A única saída digna seria trabalharmos em silêncio. O luto necessário, não pelas vidas que já perdemos e que talvez percamos — esse fizemos e teremos de fazer também, provavelmente agora calados —, mas o luto pelo sentido de nossa profissão. Como não é possível dar aula em silêncio, falaremos… verborragicamente vomitaremos, palavra após palavra, o vazio que nos preenche. Voltaremos para casa depois, silenciosamente humilhados. E, ao sermos recebidos por nossos companheiros, estaremos, nós e eles, temendo uns aos outros, e receosos demais para falar.

Sabemos por que a aula não será boa. Sabemos por que o trabalho nos impôs essa escolha.

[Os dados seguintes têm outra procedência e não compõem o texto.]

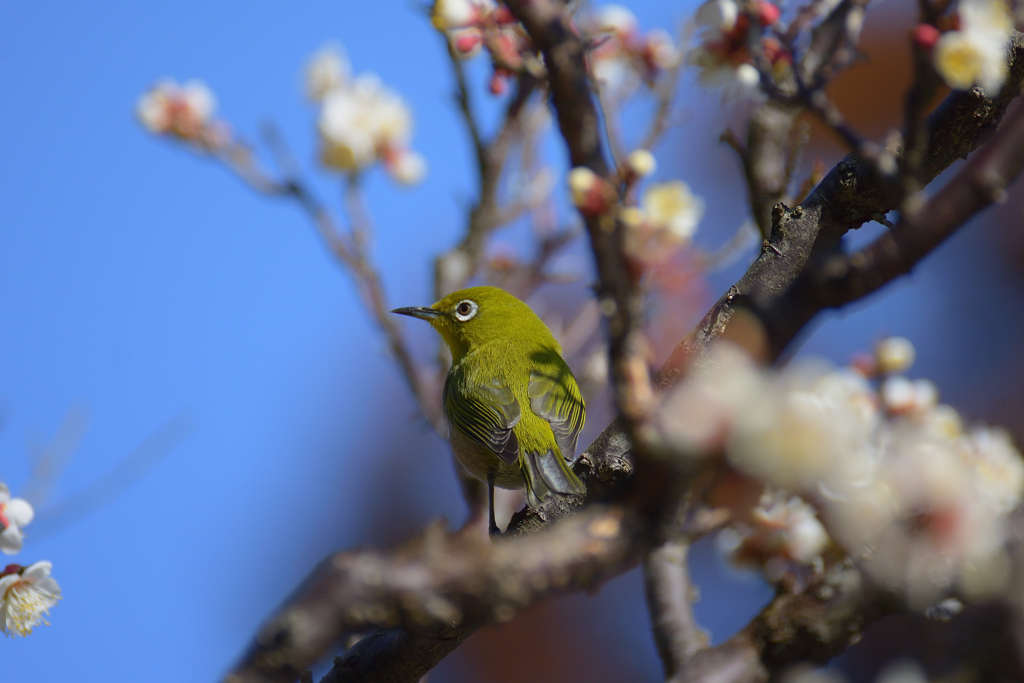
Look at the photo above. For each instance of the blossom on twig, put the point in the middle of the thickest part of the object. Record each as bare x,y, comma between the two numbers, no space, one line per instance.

Sabemos que alguns são mais culpados do que outros. E já denunciamos exaustivamente tudo isso. Por isso, sabemos, hoje, que as palavras não valem nada… E por isso, a única postura digna seria emudecermos.

Antes disso, porém, algumas palavras precisam ser ditas. Todas elas têm o mesmo significado. Todas elas escondem o inominável. Todas elas farão parte do cortejo fúnebre do futuro taciturno… “educadores”… “saúde da instituição”… “diálogo”… “enfrentar os riscos”… “comunidade”… “protocolos de proteção”… “grandes desafios”… “cuidado coletivo”… “alunos”… etc… etc… etc…

A fotografia de destaque, cortada por motivos técnicos, é de Fan Ho. A outra é de Kültür Tava.

3 COMENTÁRIOS

  1. Parabéns pelo texto. Remete a Drummond:

    Luta com palavras
    é a luta mais vã.
    Entanto lutamos
    mal rompe a manhã.

    O autor afirma que hoje as palavras são “estéreis”. Se é assim, por que “algumas palavras precisam ser ditas”? A aparente aporia remete, também, a Drummond:

    Um inseto cava
    cava sem alarme
    perfurando a terra
    sem achar escape.

    Que fazer, exausto,
    em país bloqueado,
    enlace de noite
    raiz e minério?

    Eis que o labirinto
    (oh razão, mistério)
    presto se desata:

    em verde, sozinha,
    antieuclidiana,
    uma orquídea forma-se.

    Apesar do “país bloqueado”, um inseto cava e pode achar escape, uma orquídea pode se formar, antieuclidianamente. Lutemos com palavras, sempre.

    PS.: As fotografias encaixaram bem, também.